Lyrically, Willett was inspired by Nathanael West’s 1933 novel, Miss Lonelyhearts, a black comedy about a depressed, alcoholic newspaper columnist. But instead of simply writing an obvious concept album based on a series of fictional character observations, Willett used the novel as a springboard into his own life and relationships.

“I think with the last record, I spent so much time on the lyrics and thought really hard about them and edited myself kind of a lot,” he says. “And I’m happy with how it turned out, but I definitely wanted to do it differently this time—a more spontaneous, fast writing approach. I think it’s a combination of things we’ve done before: There’s definitely a lot of characters and more situations with concrete things happening, but then it’s also a little abstract as well. I wanted to write the lyrics quickly, so that some of the weirdness of previous records or lines that stick out a little more—I’d let them stay in and be more open to interpretation. That’s something I wanted to be more deliberate about this time around.”

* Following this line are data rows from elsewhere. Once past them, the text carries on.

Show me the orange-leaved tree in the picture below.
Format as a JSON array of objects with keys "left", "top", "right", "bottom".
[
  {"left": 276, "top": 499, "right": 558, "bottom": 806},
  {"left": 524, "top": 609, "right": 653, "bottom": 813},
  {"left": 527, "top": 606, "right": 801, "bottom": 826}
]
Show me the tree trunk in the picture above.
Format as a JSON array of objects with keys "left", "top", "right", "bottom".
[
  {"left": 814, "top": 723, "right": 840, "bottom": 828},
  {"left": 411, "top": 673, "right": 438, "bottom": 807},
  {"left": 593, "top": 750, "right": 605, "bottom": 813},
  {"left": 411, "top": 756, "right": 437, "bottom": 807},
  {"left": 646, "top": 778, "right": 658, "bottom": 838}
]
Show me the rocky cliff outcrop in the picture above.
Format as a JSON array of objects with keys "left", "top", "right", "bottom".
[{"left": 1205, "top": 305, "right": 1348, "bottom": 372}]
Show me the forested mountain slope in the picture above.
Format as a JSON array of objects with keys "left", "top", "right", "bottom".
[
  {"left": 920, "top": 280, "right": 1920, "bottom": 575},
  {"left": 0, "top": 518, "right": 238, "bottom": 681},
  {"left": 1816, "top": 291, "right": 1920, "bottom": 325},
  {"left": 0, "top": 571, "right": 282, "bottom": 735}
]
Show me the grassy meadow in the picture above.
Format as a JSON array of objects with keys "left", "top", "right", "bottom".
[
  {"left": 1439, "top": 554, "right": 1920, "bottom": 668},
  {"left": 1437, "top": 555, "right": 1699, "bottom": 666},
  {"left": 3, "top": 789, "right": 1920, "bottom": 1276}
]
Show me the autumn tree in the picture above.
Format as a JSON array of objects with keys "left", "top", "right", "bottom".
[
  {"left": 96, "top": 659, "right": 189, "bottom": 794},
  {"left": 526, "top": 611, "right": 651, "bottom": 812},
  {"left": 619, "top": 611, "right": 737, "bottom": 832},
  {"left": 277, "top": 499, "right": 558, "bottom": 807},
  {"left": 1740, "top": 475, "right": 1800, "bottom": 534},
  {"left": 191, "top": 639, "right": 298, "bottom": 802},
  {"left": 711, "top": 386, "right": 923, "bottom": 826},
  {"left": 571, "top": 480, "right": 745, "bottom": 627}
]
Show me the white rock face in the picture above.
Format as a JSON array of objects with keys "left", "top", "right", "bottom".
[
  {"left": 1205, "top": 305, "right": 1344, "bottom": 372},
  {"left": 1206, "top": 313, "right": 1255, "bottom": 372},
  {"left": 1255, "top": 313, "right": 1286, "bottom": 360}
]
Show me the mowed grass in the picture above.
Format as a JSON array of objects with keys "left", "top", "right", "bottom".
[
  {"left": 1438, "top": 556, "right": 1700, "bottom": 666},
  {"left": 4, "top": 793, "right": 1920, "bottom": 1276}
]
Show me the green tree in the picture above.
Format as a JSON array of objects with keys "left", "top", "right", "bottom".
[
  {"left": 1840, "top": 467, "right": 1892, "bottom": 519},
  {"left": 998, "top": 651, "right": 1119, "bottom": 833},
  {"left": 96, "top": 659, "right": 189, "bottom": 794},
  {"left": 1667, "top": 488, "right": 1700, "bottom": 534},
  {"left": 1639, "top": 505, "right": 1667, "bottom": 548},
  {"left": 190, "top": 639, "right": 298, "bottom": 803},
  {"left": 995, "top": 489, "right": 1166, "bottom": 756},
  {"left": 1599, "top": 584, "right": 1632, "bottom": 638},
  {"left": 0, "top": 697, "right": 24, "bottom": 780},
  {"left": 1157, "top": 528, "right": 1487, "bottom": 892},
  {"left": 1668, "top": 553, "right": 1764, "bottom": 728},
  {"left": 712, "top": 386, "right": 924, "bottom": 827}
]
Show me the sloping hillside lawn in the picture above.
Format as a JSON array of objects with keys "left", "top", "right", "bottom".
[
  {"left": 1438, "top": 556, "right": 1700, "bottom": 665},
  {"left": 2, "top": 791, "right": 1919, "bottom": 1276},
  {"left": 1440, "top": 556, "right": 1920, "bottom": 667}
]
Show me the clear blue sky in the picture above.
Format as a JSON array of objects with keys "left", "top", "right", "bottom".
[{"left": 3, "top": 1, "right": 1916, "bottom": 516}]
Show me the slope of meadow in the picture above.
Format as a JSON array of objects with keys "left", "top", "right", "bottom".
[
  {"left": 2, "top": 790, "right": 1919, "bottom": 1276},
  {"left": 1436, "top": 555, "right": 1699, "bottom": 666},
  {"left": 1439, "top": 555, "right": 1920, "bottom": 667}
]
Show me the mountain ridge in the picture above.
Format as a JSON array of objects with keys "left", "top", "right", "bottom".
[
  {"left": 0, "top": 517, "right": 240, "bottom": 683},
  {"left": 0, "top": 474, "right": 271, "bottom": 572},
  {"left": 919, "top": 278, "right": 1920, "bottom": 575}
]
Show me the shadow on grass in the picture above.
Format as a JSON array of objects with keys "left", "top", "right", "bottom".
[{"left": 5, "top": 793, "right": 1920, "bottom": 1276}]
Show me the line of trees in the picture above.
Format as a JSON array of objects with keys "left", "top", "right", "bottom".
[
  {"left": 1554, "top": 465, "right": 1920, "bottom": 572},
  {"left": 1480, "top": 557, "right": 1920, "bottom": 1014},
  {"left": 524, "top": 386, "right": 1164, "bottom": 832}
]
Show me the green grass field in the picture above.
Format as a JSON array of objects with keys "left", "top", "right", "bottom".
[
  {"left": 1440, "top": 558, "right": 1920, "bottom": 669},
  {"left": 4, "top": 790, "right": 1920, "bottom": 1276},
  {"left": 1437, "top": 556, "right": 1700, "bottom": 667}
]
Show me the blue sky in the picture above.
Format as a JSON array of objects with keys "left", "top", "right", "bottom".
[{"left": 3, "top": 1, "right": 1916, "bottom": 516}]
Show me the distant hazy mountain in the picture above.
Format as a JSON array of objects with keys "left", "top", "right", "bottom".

The album’s emotional centerpiece is its closer, the elegantly spacey “Bitter Poem.”

“That song is personal,” Willett says. “It’s about a friend and kind of my struggle with how to help that friend in a way. It’s definitely an important song to me. It’s a combination of personal and some fiction, but it’s a song about and to a friend, and it’s kind of about depression and just ties into the original themes of the record. It comes from the central idea of the title of this novel I read, Miss Lonelyhearts, which is about this advice columnist who is trying to give advice but has this kind of spiritual crisis. And he’s attempting to reply to people’s letters about what they’re going through. I think ‘Bitter Poem’ really embodies that character—somebody who’s seen a friend go through something really hard.”

“The chorus [“I’m out of advice, umbrellas washed away in the rain”], that’s one of my favorite lyrics on the album. When you set something up to protect you—advice and words and ways to encourage each other or prevent each other from struggling with stuff, so often it’s not actually of use in real life circumstances.”

For the first time in a long time, Cold War Kids seem to be following their own advice. They’re making music for themselves again, following their own vulnerable instincts, regardless of who is—or isn’t—listening.